According to the RA article on Wikipedia this is possible with SSA, and there's nothing about anything being NP-complete on its page. Unfortunately they're both full of academic verbiage so it's difficult to determine what they're really talking about.
Good news! In the version I am working with, I am getting lines in the assembly where each variable must be holding its current value. If in a single line there are multiple variables that must hold their values, then these variables cannot be allocated in the same place. This yields a set of cliques. Now finding a clique in a graph is NP Complete, and the encoding we get for the variable interference graph is all of its cliques. So if it is possible to optimally color a graph using knowledge of what all its cliques are, then that could be used to optimally color the variable interference graph. I got something working for one example, but once I apply it to general graphs I get lost. Maybe there's a structure to the variable interference graph that I'm unknowingly taking advantage of.
Another two examples of why more "targeted" algorithms can work better: instructions that require operands in particular registers, and those that prefer particular registers. With traditional graph colouring, you can force allocation of a certain register, but there's no way to specify a preference.

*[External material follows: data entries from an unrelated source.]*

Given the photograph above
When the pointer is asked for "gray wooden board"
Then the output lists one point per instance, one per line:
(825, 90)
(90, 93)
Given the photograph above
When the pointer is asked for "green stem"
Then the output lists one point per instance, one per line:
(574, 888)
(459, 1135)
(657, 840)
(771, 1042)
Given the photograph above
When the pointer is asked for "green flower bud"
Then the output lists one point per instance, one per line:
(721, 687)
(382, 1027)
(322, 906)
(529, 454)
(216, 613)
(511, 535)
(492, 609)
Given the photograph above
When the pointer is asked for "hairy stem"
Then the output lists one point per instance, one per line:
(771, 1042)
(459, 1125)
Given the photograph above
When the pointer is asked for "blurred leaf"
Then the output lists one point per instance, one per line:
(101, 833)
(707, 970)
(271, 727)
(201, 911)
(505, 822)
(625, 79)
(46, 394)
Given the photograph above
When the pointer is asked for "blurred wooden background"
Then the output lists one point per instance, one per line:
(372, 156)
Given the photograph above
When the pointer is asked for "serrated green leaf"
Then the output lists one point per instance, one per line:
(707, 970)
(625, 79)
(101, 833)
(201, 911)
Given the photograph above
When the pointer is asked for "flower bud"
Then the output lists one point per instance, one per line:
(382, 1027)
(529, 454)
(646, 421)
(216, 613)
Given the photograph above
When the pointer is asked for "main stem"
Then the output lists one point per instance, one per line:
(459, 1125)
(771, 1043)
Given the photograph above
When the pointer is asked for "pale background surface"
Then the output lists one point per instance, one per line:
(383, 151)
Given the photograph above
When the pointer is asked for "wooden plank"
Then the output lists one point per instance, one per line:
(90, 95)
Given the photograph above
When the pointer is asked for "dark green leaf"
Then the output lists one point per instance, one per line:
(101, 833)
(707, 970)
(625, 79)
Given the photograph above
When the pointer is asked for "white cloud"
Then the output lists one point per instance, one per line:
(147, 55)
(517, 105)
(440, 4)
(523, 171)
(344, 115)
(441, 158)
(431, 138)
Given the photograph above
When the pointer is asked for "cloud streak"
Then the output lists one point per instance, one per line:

The problem becomes much more complex, but you can use utility functions to rank the optimality of a coloring. But this requires a calculation of a utility function.
An Asm programmer can think "there's a divide coming up: let's arrange things so that its input will be in the right registers when the time comes" and override that choice with something more important when necessary. Traditional RA algorithms can't do that.
They can understand that the registers used by the divide instruction must be used to store the variables resulting from the division. This can be represented by allocating variables for the result of the division and forcing their colors to represent the registers they are put in by the instruction.
tl;dr: Register allocation is one area where compilers could improve significantly, but due to a reluctance to challenge existing norms, has not. It's only recently that stuff like linear-scan (closer to what someone with common sense, but not exposure to previous biases, would come up with) and SSA started getting visibility. These basics should've been where we started.
Indeed. But that makes it more exciting doesn't it? The late start makes it more likely that you might discover something new.
To whoever started the insistence that register allocation is as general a problem as graph colouring and propagated it: FUCK YOU.
so sorry! But really graph coloring is just solving the same problem in a more abstract setting. If you want to build more restrictions from the platform into the algorithm, just add more information to your definition of the graph to reflect the extra restrictions. These additions are usually small, and the advantage of using graphs is that all research and developments that have gone into graph algorithms will be easy for you to leverage. But there is the problem of graphs being such general objects. It could be that your domain is much less general than graph coloring. In which case it may be more useful to operate within the domain itself and never create a graph.